Unified Biomolecular Trajectory Generation via Pretrained Variational Bridge¶
Conference: ICLR 2026 arXiv: 2602.07588 Code: None Area: Medical Imaging Keywords: molecular dynamics, trajectory generation, variational bridge matching, pretraining, reinforcement learning fine-tuning
TL;DR¶
PVB (Pretrained Variational Bridge) unifies the training objectives of single-structure pretraining and paired-trajectory fine-tuning via an encoder-decoder architecture combined with augmented bridge matching, enabling cross-domain biomolecular trajectory generation. It further accelerates protein–ligand holo-state exploration through RL fine-tuning based on adjoint matching.
Background & Motivation¶
Background: Molecular dynamics (MD) simulation is a fundamental tool for characterizing molecular behavior, yet its computational cost is prohibitively high, requiring femtosecond-level time steps.
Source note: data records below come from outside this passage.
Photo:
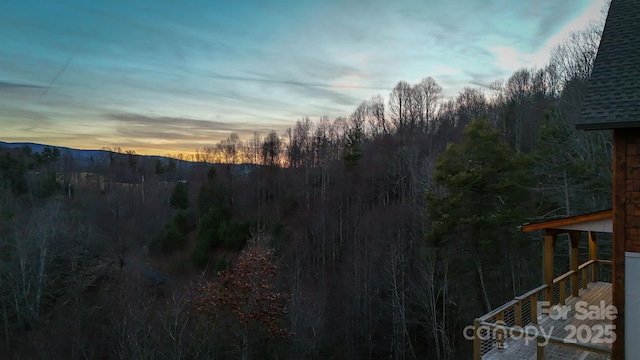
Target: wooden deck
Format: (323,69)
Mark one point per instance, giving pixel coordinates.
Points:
(521,349)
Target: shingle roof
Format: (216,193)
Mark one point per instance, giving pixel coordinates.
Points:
(613,93)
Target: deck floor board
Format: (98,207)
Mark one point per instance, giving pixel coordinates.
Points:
(521,349)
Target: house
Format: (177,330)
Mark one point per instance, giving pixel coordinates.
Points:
(612,102)
(523,327)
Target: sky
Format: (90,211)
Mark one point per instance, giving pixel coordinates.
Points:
(170,76)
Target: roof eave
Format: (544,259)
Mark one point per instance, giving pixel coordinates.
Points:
(608,125)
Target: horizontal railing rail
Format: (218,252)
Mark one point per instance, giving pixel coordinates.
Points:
(495,327)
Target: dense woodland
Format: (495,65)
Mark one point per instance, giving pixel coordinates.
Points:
(377,235)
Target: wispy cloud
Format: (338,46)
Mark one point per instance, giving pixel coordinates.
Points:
(149,74)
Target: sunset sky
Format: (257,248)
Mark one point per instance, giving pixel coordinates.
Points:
(168,76)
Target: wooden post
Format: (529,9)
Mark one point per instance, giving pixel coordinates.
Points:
(593,255)
(534,309)
(477,342)
(573,261)
(540,349)
(547,268)
(620,188)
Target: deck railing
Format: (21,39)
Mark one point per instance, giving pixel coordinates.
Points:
(492,329)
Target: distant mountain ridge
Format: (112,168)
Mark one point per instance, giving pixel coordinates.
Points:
(78,154)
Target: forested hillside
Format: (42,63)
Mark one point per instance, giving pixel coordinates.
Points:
(377,235)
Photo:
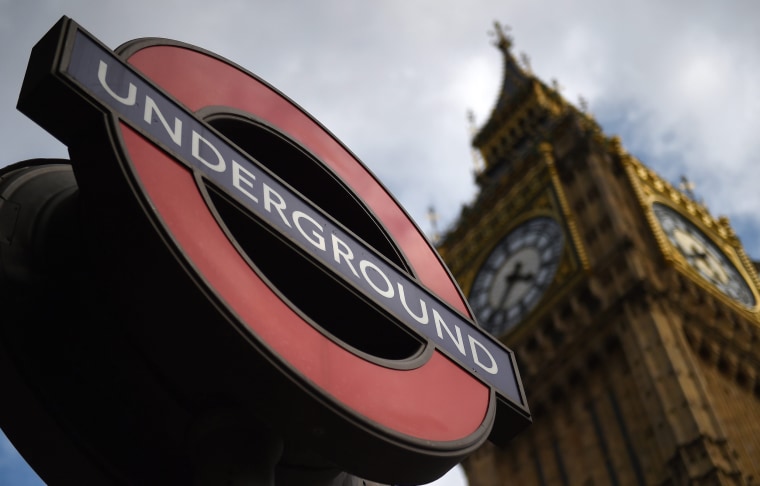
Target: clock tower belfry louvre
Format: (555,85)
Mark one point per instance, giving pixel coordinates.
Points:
(632,310)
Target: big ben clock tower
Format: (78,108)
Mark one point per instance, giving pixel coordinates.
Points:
(632,310)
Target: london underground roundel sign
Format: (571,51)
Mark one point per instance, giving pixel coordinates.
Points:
(355,340)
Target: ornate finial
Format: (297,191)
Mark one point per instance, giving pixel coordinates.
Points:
(525,61)
(687,187)
(471,118)
(503,40)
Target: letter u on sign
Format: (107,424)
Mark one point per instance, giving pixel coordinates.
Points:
(193,164)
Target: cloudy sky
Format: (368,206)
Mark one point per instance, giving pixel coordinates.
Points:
(393,79)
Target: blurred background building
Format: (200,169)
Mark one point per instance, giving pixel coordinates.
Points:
(632,310)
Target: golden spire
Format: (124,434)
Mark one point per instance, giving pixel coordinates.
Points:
(503,40)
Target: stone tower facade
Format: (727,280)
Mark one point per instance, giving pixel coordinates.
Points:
(633,311)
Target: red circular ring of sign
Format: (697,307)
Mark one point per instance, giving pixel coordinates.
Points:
(438,401)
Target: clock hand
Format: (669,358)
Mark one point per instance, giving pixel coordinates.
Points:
(514,276)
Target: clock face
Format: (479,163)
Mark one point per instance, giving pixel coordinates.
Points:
(703,255)
(516,274)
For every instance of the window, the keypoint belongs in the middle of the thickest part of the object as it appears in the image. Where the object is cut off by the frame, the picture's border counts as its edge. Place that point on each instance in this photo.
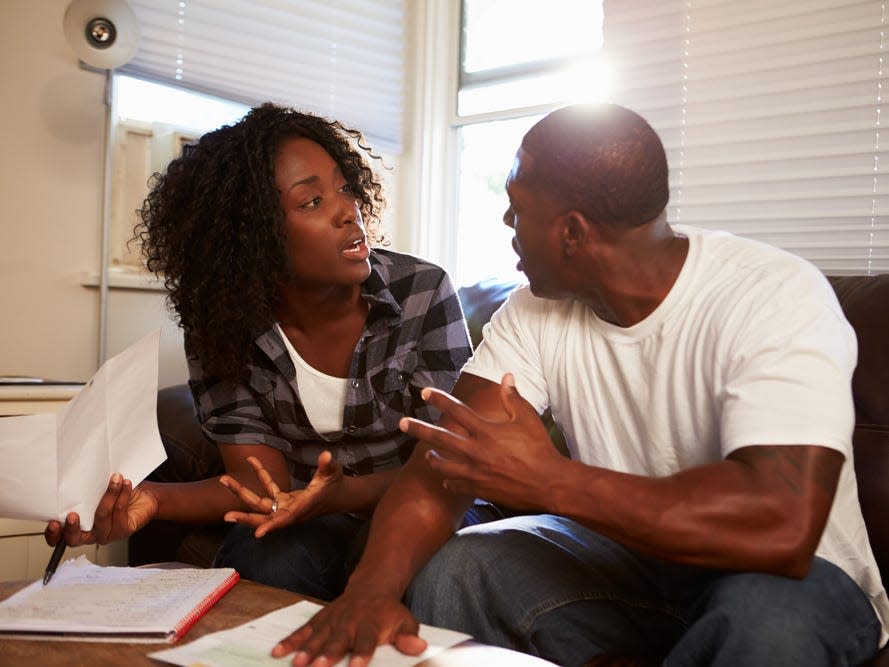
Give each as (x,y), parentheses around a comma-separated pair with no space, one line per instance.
(519,60)
(771,117)
(770,114)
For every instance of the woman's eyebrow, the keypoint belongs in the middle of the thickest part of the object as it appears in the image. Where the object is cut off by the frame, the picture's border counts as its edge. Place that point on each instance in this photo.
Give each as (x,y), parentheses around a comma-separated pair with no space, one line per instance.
(303,181)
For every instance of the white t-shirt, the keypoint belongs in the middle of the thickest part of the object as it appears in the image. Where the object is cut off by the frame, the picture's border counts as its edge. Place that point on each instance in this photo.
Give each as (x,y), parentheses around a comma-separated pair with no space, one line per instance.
(749,347)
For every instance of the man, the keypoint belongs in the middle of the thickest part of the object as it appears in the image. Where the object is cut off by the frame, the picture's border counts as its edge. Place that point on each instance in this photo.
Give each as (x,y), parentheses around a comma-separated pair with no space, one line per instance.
(708,514)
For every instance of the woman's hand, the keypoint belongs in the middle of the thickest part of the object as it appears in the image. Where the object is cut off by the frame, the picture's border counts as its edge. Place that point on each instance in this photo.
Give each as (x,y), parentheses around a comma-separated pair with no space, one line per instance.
(279,508)
(121,511)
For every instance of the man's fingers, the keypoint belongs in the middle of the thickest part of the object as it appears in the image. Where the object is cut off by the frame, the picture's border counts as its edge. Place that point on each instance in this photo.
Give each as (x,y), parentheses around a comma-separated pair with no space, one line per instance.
(436,436)
(450,406)
(292,642)
(119,521)
(410,644)
(365,645)
(264,477)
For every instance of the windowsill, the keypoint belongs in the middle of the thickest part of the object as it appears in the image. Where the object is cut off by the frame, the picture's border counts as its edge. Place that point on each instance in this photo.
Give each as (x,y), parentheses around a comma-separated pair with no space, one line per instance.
(125,277)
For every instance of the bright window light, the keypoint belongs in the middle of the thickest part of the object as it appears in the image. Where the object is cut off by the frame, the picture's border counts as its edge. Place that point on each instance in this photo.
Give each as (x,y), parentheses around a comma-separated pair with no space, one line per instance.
(150,102)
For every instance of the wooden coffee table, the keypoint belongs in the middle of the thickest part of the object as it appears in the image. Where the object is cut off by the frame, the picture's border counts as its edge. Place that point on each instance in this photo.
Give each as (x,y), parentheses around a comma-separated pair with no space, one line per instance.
(247,600)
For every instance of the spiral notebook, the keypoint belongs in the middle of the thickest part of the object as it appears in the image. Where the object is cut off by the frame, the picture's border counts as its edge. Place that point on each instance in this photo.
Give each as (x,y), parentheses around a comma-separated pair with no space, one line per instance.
(89,602)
Recent deep generative models have begun learning dynamics at coarsened time scales to generate trajectories efficiently.
Limitations of Prior Work: Existing methods suffer from three key issues: (1) insufficient generalization across molecular systems; (2) limited molecular diversity in trajectory data, preventing full exploitation of structural information; and (3) a predominant focus on single-molecule simulation, with little attention to multi-molecule systems such as protein–ligand complexes.
Key Challenge: The most closely related prior work, UniSim, achieves cross-domain generalization via 3D molecular pretraining; however, a training objective mismatch exists between pretraining (unconditional generation of single structures \(x\)) and fine-tuning (conditional generation of trajectory pairs \((x_t, x_{t+\tau})\)), leading to insufficient transfer of pretrained knowledge.
Goal: (1) How to design a unified training framework in which pretraining and fine-tuning share the same generative objective? (2) How to apply generated trajectories to rapid holo-state exploration in protein–ligand docking?
Key Insight: A latent variable \(\mathbf{Y}_0\) is introduced to model the generative process as a Markov chain \(\mathbf{X}_0 \to \mathbf{Y}_0 \to \mathbf{Y}_1\). A variational encoder maps the initial structure to a noisy latent space, and an augmented bridge matching decoder transports it to the target state.
Core Idea: A unified encoder-decoder framework with augmented bridge matching eliminates the objective mismatch between pretraining and fine-tuning, while adjoint-matching-based RL fine-tuning accelerates holo-state exploration.
Method¶
Overall Architecture¶
PVB adopts an encoder-decoder architecture. The input is a molecular conformation \((z, C, x)\) (atomic numbers, covalent bonds, 3D coordinates), and the output is the conformation at the next time step. Training proceeds in three stages: 1. Pretraining: Trained on large-scale high-resolution single-structure data, setting \((\mathbf{X}_0, \mathbf{Y}_1) = (x, x)\). 2. Fine-tuning: Fine-tuned on paired MD trajectory data, setting \((\mathbf{X}_0, \mathbf{Y}_1) = (x_t, x_{t+\tau})\). 3. RL Fine-tuning (optional): Reinforcement learning via adjoint matching to guide trajectories toward the holo state.
Key Designs¶
-
Variational Encoder:
- Function: Maps the initial state \(\mathbf{X}_0\) to the latent variable \(\mathbf{Y}_0\).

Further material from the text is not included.